Our Digital Twin model is based on such an FSPM, reproducing the individual plants with all their organs growing in 3D space. Essential for model-based guidance of the crop cultivation is the calculation of the carbohydrate balance. This model variable will be updated by sensor information on carbohydrate status of the crop, derived from novel hyperspectral images of plant parts. In addition, new vision techniques will quantify plant growth in addition to standard monitoring practice. Water balance of the crop is monitored with load cells and sap flow sensors.
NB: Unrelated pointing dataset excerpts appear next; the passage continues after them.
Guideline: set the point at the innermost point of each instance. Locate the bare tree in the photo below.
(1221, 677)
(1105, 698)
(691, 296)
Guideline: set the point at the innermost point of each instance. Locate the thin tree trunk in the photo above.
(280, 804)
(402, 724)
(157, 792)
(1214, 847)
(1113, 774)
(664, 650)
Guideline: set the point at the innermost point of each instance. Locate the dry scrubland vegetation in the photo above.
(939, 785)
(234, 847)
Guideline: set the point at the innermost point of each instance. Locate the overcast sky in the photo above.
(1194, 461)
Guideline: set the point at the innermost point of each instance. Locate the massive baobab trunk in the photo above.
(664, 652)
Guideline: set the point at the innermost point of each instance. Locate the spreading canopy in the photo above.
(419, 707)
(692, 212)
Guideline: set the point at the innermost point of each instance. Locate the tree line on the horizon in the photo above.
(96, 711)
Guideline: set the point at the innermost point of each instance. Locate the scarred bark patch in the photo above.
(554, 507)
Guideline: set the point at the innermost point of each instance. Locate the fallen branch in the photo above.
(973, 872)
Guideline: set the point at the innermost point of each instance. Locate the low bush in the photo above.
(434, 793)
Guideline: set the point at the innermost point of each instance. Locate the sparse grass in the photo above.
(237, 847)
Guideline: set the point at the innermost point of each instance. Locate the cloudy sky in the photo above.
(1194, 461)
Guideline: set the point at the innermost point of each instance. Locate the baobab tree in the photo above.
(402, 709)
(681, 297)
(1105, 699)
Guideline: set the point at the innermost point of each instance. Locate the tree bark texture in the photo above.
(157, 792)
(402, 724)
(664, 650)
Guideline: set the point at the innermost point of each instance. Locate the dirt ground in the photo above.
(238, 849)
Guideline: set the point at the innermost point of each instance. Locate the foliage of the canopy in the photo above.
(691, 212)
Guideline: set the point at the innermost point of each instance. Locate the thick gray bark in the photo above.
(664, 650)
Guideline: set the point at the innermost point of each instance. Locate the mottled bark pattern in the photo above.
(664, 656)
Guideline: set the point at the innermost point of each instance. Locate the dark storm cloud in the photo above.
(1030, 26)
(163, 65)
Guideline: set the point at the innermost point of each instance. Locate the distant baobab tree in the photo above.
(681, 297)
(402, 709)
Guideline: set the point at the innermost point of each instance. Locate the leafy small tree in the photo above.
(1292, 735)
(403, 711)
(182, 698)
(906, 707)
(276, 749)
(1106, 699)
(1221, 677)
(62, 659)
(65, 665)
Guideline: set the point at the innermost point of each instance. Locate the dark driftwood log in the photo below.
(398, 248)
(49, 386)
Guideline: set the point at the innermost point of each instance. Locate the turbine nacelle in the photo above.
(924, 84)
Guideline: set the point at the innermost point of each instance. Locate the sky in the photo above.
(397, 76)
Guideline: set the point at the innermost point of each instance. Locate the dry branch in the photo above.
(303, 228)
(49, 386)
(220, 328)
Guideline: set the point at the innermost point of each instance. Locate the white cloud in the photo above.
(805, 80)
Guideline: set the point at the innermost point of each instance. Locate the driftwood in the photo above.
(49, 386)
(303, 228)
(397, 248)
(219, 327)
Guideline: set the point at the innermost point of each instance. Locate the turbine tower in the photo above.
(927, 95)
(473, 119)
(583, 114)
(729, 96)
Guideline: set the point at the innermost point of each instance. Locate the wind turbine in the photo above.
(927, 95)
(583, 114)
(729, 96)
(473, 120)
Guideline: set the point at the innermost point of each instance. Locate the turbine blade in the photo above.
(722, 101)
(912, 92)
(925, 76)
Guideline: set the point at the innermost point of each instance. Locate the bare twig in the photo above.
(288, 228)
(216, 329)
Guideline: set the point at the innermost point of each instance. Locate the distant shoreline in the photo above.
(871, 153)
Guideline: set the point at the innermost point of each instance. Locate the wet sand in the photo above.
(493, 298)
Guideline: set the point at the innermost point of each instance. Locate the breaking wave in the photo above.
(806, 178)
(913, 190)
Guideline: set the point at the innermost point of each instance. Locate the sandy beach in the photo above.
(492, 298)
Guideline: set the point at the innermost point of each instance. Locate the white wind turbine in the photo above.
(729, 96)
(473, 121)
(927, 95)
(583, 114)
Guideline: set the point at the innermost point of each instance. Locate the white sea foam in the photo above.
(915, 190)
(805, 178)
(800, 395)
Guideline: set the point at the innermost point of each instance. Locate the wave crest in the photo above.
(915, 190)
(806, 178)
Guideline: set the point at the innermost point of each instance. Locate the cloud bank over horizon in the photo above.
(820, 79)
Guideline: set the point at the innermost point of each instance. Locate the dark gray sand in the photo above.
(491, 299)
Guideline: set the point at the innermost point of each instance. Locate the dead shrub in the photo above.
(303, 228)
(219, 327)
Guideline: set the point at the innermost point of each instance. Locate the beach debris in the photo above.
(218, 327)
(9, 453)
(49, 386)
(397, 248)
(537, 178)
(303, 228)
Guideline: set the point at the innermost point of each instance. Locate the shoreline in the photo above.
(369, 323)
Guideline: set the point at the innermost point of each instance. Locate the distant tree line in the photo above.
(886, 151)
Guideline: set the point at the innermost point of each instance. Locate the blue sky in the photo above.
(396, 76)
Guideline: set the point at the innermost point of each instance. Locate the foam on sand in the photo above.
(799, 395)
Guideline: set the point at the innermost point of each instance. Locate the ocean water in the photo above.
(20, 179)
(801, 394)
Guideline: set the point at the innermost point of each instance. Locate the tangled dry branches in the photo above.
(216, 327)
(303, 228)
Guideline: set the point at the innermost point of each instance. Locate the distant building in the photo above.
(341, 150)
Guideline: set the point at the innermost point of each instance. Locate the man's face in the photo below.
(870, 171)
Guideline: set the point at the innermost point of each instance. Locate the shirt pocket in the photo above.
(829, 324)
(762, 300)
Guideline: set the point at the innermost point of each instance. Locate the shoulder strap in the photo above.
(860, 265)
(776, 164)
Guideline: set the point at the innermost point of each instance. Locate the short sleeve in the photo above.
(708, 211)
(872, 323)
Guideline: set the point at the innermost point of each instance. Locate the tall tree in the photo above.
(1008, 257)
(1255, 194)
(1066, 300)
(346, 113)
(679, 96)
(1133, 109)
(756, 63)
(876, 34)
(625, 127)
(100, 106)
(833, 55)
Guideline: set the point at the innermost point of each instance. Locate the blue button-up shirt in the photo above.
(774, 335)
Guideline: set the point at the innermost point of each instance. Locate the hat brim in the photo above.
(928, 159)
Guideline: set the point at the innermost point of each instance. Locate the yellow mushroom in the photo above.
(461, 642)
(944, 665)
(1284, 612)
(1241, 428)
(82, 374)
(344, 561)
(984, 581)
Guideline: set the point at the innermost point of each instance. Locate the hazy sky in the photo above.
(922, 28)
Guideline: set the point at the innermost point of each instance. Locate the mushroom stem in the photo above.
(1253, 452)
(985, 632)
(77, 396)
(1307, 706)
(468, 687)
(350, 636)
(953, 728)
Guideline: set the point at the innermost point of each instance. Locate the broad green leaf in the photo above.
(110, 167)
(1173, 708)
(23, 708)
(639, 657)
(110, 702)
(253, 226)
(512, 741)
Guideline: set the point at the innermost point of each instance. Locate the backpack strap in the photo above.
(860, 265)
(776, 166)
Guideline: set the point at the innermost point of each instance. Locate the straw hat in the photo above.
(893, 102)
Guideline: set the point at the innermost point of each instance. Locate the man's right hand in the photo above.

This three-year project will start with lab tests, followed by greenhouse experiments and, finally, a test in commercial practice.
The project consortium consists of partners from all disciplines involved in this data-driven, semi-autonomous, AI-based decision support system for tomato crop cultivation. With this Digital Twin, a crop cultivation can be supported using a goal-oriented model advice, allowing a climate strategy and a tuning of the level of inputs (heat, light, CO2, water, nutrients) to the demands of the crop.